The foundation will be the second of its kind to come out of the settlement thus far.

Attorney general’s office spokesman Alex Gerszewski told The Frontier on Tuesday the agency has assigned an interim board of directors and is working to come up with a funding formula to distribute the money. All cities, towns and counties are eligible to participate in the settlement, he said.

The attorney general’s office reached a $270 million settlement agreement with Purdue Pharma, the maker of OxyContin, in late March. The agreement dismissed Purdue from the state’s lawsuit, which accuses drug companies of knowingly fueling the state’s opioid crisis with an aggressive marketing campaign that made false claims about the dangers of the drug.

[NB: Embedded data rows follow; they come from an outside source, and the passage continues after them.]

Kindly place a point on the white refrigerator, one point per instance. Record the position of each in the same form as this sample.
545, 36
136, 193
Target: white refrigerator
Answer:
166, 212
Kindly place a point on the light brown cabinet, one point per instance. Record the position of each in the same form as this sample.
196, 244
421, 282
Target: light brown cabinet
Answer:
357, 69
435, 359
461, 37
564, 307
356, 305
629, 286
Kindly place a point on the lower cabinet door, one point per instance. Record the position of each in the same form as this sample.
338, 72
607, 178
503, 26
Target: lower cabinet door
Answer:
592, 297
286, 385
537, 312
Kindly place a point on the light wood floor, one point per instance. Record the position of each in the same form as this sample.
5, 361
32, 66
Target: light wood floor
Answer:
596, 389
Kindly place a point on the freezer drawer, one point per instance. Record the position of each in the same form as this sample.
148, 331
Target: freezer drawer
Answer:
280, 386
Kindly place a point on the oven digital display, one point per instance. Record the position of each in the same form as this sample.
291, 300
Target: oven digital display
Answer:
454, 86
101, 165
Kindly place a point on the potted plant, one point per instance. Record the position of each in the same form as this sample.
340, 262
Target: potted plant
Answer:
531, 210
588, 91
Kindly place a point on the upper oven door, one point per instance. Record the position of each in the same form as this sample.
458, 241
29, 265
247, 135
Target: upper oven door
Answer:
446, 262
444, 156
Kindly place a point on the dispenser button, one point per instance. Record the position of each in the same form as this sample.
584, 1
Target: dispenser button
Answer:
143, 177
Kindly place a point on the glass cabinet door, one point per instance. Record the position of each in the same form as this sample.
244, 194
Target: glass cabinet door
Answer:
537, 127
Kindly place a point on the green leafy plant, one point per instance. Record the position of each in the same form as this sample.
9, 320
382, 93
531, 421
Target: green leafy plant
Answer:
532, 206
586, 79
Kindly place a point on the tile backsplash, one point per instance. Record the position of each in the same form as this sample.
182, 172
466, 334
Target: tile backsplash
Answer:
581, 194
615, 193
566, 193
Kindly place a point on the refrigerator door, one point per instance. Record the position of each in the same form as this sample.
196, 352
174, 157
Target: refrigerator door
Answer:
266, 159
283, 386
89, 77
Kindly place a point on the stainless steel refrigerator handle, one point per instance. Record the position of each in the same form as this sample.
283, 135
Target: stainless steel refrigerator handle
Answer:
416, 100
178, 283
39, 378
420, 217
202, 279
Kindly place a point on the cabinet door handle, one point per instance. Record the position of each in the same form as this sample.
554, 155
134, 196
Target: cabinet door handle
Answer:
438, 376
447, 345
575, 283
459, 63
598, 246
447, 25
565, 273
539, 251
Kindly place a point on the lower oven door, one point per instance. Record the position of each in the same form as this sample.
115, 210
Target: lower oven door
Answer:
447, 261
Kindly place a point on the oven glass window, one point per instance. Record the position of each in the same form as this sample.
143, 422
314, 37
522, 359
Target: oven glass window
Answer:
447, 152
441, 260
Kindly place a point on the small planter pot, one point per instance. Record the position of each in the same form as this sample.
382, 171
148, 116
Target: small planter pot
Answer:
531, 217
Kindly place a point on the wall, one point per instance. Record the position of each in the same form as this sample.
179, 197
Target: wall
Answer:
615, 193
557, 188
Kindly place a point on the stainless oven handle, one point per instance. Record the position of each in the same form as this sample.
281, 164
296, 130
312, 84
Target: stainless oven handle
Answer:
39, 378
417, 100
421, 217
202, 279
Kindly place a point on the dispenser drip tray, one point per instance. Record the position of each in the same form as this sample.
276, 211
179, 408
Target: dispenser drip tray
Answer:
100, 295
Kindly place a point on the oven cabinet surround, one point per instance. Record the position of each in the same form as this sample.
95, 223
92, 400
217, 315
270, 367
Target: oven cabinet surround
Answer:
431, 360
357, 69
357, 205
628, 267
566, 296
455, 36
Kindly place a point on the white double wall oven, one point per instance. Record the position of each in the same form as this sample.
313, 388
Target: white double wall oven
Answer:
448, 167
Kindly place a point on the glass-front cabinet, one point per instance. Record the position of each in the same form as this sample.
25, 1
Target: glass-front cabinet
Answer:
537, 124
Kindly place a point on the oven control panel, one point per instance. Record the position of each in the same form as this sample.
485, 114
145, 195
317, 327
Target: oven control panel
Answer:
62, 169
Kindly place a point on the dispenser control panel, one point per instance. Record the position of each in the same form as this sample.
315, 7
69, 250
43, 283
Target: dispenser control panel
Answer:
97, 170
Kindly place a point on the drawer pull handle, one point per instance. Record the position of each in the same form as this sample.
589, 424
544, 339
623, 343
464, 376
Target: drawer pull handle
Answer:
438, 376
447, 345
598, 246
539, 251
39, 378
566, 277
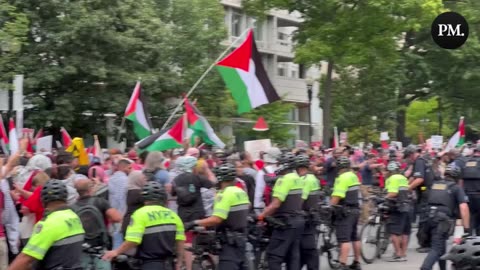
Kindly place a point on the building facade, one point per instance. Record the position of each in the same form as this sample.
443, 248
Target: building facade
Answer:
273, 36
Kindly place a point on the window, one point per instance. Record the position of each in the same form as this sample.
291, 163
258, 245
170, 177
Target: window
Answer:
257, 28
281, 70
236, 24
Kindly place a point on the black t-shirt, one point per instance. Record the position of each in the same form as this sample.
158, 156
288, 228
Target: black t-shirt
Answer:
195, 210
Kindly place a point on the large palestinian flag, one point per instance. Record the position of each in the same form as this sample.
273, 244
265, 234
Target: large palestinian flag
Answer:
165, 139
137, 113
244, 74
199, 126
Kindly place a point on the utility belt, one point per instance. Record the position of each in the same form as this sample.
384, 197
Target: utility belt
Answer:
342, 211
232, 238
446, 224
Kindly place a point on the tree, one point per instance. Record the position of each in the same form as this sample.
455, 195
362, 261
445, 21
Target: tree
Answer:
85, 56
350, 33
13, 32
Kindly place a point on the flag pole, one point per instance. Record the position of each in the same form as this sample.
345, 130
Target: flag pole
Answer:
203, 77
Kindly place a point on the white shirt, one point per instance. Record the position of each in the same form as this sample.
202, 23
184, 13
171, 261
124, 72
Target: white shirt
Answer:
260, 186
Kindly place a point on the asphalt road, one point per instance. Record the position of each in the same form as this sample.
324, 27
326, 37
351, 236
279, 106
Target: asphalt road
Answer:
414, 259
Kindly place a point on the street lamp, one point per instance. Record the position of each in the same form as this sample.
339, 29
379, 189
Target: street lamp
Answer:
309, 93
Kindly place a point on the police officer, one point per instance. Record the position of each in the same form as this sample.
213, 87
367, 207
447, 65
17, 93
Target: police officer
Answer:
57, 239
445, 199
230, 212
471, 185
284, 245
311, 197
398, 225
420, 181
346, 194
156, 231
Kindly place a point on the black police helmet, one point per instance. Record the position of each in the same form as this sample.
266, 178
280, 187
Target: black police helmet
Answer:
343, 163
225, 172
453, 171
54, 190
155, 192
302, 161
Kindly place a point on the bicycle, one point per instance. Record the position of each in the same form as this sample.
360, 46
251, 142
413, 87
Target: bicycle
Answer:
327, 241
374, 231
205, 244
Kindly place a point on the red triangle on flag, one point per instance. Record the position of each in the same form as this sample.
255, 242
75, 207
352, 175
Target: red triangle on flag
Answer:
240, 57
261, 125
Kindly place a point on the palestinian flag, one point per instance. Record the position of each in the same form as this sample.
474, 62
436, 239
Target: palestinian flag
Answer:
199, 126
66, 139
458, 138
138, 114
165, 139
244, 74
12, 137
3, 137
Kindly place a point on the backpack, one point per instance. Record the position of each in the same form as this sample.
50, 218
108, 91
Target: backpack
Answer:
93, 223
270, 179
188, 195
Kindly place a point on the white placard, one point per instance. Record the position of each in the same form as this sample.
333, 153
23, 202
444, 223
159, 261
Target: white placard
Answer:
254, 147
44, 144
437, 141
384, 136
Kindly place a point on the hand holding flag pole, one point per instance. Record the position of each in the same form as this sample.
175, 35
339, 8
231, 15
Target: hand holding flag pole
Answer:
203, 77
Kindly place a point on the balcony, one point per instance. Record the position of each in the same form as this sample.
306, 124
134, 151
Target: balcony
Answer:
291, 89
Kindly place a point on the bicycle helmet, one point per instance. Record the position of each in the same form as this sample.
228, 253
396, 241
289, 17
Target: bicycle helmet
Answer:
466, 255
225, 172
54, 190
343, 163
302, 161
153, 191
393, 166
452, 170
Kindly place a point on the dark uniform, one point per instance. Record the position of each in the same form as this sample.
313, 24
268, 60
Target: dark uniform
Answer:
422, 169
443, 202
347, 188
284, 245
399, 218
308, 245
155, 229
58, 234
471, 185
232, 205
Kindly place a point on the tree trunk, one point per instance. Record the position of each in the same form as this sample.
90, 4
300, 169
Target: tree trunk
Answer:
401, 123
327, 106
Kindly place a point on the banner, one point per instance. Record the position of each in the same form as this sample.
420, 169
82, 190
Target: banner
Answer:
256, 146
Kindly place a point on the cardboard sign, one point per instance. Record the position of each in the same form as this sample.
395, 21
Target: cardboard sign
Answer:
256, 146
437, 141
44, 144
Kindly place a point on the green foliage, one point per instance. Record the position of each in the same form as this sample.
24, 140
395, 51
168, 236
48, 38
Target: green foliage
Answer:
13, 33
423, 119
85, 56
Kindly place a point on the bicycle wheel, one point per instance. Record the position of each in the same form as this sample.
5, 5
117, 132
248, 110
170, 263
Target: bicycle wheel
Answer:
369, 239
332, 248
383, 240
204, 263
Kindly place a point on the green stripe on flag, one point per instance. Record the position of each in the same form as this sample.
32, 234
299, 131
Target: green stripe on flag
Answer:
138, 128
238, 88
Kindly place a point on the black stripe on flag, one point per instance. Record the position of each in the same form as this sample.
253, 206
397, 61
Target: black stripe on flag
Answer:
262, 76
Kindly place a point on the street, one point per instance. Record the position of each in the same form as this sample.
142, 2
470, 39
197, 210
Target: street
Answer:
414, 259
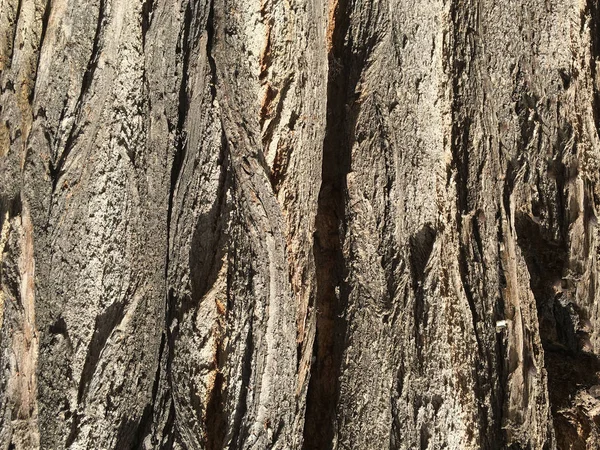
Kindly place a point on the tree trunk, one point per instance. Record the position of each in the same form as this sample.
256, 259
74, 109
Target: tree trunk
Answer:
343, 224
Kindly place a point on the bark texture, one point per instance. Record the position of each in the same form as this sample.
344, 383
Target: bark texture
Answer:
299, 224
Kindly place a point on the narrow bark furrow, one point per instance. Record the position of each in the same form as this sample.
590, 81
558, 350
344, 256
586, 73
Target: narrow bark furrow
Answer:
331, 293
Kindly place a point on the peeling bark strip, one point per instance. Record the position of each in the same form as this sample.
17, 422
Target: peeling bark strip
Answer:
299, 224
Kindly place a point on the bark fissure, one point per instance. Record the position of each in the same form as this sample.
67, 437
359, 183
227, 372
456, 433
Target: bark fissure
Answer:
331, 292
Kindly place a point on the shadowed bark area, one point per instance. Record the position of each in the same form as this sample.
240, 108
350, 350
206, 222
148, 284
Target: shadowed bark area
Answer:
323, 224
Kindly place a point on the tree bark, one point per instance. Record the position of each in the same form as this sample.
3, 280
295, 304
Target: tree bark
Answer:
325, 224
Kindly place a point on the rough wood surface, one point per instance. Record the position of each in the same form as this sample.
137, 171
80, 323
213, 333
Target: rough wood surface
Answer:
299, 224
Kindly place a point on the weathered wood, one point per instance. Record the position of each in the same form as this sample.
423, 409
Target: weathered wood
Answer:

The settlement reserved $12.5 million to go to cities and counties to combat the opioid epidemic.

Hunter assigned five people from across the state who will serve in a limited, interim capacity as the initial board of directors, Gerszewski said in an emailed statement. The board had to be established in order for the state to receive the settlement funds, he said. 

That board is comprised of Mike Turpen, a former state attorney general who now works for a private practice; Greg Mashburn, a district attorney who represents three counties; David O’Meilia, the director of the city of Tulsa’s legal department; Tricia Everest, the director of Palomar, an Oklahoma City nonprofit; and David Weatherford, an attorney in Tulsa.

“Their role is to execute documents, set up a bank account to receive the settlement funds and enact initial bylaws,” Gerszewski said.

No funds will be allocated for at least 90 days or until another method is established to allocate the money among participating cities and counties, including a formula to distribute the money, Gerszewski said.

Of the settlement money, nearly $200 million went to establish a separate foundation that will provide funding for the Oklahoma State University Center for Health Sciences Center for Wellness & Recovery, which will aim to treat and research addiction on a nationwide level.

Although Purdue was dismissed from the state’s lawsuit, the case is still pending against more than a dozen defendants and is set to go to trial next month in Cleveland County District Court.

Some lawmakers and attorneys representing counties and cities in their own lawsuits against Purdue have been critical of the settlement.

A handful of members of the Legislature were frustrated Hunter directed the bulk of the money to OSU-HSC through a new foundation, rather than giving it to the state treasury to distribute, according to the news site NonDoc

Some attorneys previously told The Frontier they weren’t sure whether they would choose to participate in the settlement, questioning whether they could instead try to secure more funds on their own.

In a news release on Tuesday, attorneys representing Comanche County were critical of the settlement and announced they will ask the Cleveland County judge in the state’s opioid lawsuit to allow them to join in on the case.

“As a result of the State’s settlement with Purdue, a meager $12.5 million, or roughly 5%, of the
monies will be allocated to cities and counties,” the release stated.

“Oklahoma has 597 municipalities and 77 counties, which means a potential allocation to Comanche County in the amount of $18,545.99. This equates to roughly 15 cents per Comanche County resident to combat the opioid epidemic.”

Attorney Matt Sill, an attorney representing the county, said the resources cities, counties and towns need to combat the opioid epidemic varies.

“The settlement with Purdue by the State raises concerns that local communities are going to be considered last in terms of allocating resources to combat the opioid crisis,” he said in the release.

In an emailed statement, Hunter said the Comanche County filing was “misguided.”

“No inferences should be drawn from the Purdue settlement vis-a-vis the final outcome of the state’s litigation against opioid manufacturers,” Hunter wrote. “As we have said, the Purdue situation was driven by a likely bankruptcy filing by the company and near certainty the state would receive nothing from Purdue.

“I am hopeful that concerns of the county can be addressed in conversations with their lawyers.”